Incansable viajero y convencido
monárquico (una devoción que le venía de lejos, de cuando visitaba en Estoril a
Don Juan, a cuyo círculo de fieles pertenecía), trabajaba desde los 21 años en
el diario ABC donde ostentó durante más de una década (de 1998 hasta su
jubilación en 2010) el cargo de subdirector. En la actualidad era presidente
del Comité Asesor de Contenidos Editoriales de Vocento.
Era, asimismo, director de la
Real Academia de las Artes y las Letras de Extremadura (la única creada durante
el reinado del rey Juan Carlos) y correspondiente de la Española en Cuba.
También era presidente fundador de la Casa de la Unesco en Extremadura.

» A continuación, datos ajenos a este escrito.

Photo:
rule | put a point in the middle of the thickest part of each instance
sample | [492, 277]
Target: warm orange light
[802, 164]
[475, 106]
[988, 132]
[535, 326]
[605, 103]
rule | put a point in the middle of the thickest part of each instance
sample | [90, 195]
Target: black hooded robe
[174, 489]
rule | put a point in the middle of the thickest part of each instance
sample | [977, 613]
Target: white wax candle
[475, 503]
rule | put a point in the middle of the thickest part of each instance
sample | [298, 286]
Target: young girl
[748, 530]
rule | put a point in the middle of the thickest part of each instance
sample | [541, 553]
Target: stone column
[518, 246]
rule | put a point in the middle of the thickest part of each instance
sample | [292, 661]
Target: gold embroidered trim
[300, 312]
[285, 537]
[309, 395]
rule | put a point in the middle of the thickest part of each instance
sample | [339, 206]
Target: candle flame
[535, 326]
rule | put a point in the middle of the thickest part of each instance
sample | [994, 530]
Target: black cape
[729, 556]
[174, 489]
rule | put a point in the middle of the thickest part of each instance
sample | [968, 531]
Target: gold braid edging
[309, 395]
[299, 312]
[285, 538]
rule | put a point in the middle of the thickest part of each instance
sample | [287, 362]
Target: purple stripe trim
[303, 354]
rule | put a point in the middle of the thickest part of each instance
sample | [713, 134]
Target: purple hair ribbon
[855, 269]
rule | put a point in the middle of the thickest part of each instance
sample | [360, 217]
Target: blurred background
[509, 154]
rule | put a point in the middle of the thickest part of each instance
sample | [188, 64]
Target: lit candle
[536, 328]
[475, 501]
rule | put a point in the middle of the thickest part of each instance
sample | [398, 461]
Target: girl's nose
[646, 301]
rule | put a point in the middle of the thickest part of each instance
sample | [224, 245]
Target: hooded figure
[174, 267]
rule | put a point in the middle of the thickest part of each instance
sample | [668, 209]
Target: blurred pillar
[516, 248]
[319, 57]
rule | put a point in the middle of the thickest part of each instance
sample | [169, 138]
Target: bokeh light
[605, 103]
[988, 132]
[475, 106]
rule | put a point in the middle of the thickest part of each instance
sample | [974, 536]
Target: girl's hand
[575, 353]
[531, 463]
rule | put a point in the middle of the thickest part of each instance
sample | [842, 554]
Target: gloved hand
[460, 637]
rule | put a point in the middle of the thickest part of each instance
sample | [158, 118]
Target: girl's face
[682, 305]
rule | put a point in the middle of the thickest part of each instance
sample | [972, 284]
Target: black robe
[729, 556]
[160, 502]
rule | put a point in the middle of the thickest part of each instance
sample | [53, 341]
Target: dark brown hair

Publicó, entre otros, los libros:
Tierra en la carne (1976), Memorial de ausencias (1979, Premio
Fastenrath de la Real Academia Española), Monólogo
de Lisboa (1980), La sierra desvelada
(1982), Cuaderno del verano (1985),
Siurell (1988), Al aire de su vuelo (1993, preliminar de Víctor García de la
Concha), Cuerpo cierto (2001), Quilombo (2008, Premio Extremadura a la
Creación), La hermana muerta (2011),
Esta luz sin contorno (2013), además
de las antologías Como disponga el olvido,
con prólogo del profesor Juan Manuel Rozas, y La huella del aire (Poesía 1976-2001), con prólogo, selección y notas de
Manuel Simón Viola; así como de libros en prosa como Diario de a bordo (1994), Habaneras
(1997) y Hojas cubanas (1998).
Cuba fue para él una debilidad y cubanos eran algunos de sus mejores amigos,
como los poetas Gastón Baquero y Dulce María Loaynaz o la bailarina Alicia
Alonso.
Extremadura es otra palabra que
estará para siempre indisolublemente unida al nombre de Santiago Castelo, al
que se concedió en 2006, con toda justicia, la Medalla de Extremadura,
impuesta excepcionalmente en Cáceres por su buen amigo Juan Carlos Rodríguez
Ibarra. Supo enlazar de inmediato con los escritores (ante todo, poetas) de la
generación posterior a la suya y no cejó nunca en su empeño de apoyar sus
iniciativas y de sumarse a ellas, siendo, en consecuencia, uno de los más
directos responsables de la regeneración cultural de esta tierra. Sus viajes de
Madrid a Extremadura eran constantes y fue miembro de numerosos jurados
literarios y periodísticos en todos los rincones de esta región.
Poeta singular y de sesgo
clásico, alejado de capillas y generaciones, supo, no obstante, anticiparse a
los acontecimientos. Así, antes de que algunos conspicuos novísimos (los
de su edad) tomaran el nombre de Manuel Machado en vano, Castelo ya había
suscrito la boutade de Borges, cuando dijo aquello de “Ah, pero ¿Manuel
tenía un hermano?”. Antes de que sus compañeros de promoción abandonaran sus
vacuas peroratas culturalistas, Castelo ya había escrito poemas fieramente
humanos que no por eso desdeñaban el sesgo cultural. Antes de que los poetas
españoles finiseculares cantaran a coro: ¡Menos mal que nos queda Portugal!, él
ya había publicado su Monólogo de Lisboa. Antes de que algunos le
perdieran el miedo a las formas clásicas, Castelo había utilizado con maestría
las artes del soneto. Antes, en fin, de que algunos poetas de la siguiente
promoción a la suya descubrieran el mediterráneo de los poetas menores, Castelo
ya había asimilado toda la poesía con sordina del 900.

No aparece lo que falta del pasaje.